CBS Is Going to Force Us to Overpay for Their Goddamn Streaming Service, Aren't They?
CBS All Access, the network’s stand-alone streaming service, runs $5.99 a month with limited commercials, and $9.99 a month with no commercials, and I am not going to pay that for a bunch of damn Big Bang Theory and NCIS reruns. There are not enough Blue Blood episodes in the world to convince me.
Wait? You can stream the CBS NFL games now?
No. I don’t care. NO. If I want to watch the game, I”ll just turn on my TV and watch it for free. Besides, one of the only good things going for All Access was the fact that Bryan Fuller was behind its Star Trek reboot. He bailed, so I’m out!
What’s that? The new Star Trek stars Michelle Yeoh, Anthony Rapp, Doug Jones and Sasha from The Walking Dead, Sonequa Martin-Green?
Don’t tease me with Sonequa, y’all. You see that image of her there? You know why she was holding a gun in that spot? Because she was pregnant that season, and she spent much of the season holding huge guns over her stomach area. That’s bad ass.
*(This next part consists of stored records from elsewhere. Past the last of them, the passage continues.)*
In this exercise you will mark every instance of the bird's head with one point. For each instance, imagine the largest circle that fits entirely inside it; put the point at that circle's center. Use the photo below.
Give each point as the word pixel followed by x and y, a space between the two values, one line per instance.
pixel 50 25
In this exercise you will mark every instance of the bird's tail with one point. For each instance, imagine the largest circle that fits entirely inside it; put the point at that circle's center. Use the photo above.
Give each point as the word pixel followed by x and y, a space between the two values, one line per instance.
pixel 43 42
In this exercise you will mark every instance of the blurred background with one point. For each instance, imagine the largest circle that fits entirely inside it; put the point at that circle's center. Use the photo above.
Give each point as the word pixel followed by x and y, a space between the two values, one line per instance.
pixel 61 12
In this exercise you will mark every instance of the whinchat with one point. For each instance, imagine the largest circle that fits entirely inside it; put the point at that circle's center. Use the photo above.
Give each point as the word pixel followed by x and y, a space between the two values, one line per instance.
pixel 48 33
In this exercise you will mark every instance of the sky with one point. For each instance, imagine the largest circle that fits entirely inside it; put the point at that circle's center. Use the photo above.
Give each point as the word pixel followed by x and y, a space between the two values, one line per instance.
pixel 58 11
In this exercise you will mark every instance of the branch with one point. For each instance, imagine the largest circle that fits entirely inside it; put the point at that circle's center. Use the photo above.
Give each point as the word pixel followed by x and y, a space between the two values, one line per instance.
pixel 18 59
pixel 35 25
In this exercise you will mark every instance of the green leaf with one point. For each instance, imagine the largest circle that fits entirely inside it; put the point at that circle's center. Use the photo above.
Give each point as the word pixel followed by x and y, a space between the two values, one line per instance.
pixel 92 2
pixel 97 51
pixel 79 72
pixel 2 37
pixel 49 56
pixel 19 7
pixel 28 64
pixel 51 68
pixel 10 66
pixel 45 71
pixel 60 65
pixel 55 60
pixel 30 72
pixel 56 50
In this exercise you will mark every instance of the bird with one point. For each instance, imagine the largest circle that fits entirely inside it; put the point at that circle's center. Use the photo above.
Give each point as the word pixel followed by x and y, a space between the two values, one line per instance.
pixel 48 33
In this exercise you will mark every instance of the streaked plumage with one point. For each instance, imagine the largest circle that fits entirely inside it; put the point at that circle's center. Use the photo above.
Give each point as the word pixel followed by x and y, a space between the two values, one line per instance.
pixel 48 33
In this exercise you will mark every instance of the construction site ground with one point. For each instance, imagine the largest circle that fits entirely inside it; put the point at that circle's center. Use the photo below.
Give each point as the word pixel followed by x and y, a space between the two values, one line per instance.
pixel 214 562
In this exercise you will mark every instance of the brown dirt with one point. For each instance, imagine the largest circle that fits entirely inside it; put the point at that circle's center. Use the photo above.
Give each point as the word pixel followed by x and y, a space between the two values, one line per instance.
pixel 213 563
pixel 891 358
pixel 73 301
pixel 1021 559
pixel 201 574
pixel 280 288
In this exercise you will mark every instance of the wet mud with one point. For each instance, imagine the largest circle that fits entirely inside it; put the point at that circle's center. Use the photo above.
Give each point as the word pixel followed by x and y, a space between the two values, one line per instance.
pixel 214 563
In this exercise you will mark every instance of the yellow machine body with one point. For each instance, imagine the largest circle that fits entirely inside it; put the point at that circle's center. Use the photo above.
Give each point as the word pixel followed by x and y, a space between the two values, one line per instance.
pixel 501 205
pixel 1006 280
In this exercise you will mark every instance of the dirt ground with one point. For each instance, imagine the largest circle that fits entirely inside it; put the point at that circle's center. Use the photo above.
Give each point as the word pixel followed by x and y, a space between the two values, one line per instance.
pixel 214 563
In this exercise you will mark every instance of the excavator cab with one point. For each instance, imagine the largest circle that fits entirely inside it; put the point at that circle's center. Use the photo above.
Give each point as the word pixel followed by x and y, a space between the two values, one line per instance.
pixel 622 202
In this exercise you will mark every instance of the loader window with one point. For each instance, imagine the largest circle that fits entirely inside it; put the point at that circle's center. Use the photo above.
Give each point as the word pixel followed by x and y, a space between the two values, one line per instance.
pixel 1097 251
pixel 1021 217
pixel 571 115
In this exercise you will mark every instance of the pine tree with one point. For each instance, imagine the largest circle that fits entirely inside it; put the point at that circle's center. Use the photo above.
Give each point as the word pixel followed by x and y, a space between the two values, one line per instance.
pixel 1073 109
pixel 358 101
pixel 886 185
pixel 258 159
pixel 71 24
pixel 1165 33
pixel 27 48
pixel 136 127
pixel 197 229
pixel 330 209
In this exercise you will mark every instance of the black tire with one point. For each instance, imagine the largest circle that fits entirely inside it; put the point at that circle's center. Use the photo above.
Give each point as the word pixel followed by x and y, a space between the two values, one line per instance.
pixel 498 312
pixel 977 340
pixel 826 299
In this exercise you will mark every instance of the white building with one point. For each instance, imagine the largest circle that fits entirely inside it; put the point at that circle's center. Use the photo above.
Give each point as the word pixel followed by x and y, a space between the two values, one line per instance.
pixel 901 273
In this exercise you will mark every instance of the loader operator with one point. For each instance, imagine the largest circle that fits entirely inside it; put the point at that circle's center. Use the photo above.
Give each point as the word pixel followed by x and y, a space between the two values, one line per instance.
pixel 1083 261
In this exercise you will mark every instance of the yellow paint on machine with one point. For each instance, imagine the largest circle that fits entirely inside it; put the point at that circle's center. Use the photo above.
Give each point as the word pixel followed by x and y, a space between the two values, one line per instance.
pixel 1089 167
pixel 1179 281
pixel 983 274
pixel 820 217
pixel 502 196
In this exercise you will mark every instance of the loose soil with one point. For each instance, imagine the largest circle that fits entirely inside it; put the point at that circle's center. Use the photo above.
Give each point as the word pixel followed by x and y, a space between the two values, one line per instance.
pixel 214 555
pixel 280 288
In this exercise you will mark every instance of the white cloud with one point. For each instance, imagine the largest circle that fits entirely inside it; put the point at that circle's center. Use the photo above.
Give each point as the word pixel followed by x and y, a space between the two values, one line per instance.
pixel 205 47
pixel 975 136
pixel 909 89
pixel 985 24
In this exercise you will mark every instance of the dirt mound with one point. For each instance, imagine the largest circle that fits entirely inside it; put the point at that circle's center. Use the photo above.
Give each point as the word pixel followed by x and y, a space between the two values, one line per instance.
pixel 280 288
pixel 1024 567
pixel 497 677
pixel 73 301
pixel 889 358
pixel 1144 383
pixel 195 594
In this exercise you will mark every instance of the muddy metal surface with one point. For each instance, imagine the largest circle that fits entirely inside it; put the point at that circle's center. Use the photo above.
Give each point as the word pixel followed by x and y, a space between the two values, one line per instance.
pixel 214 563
But no, it’s not going to work. I’m not going to subscribe to … huh? Rose Leslie is going to play the lesbian goddaughter to motherfucking Christine Baranski in a Good Wife spin-off that also stars the woman with the coolest name in television, Cush Jumbo?
PICS OR IT DIDN’T HAPPE …
Oh fuck you, CBS. I’m in.
I heard that last season of Survivor was amazing, so I can catch up on that, too, I guess.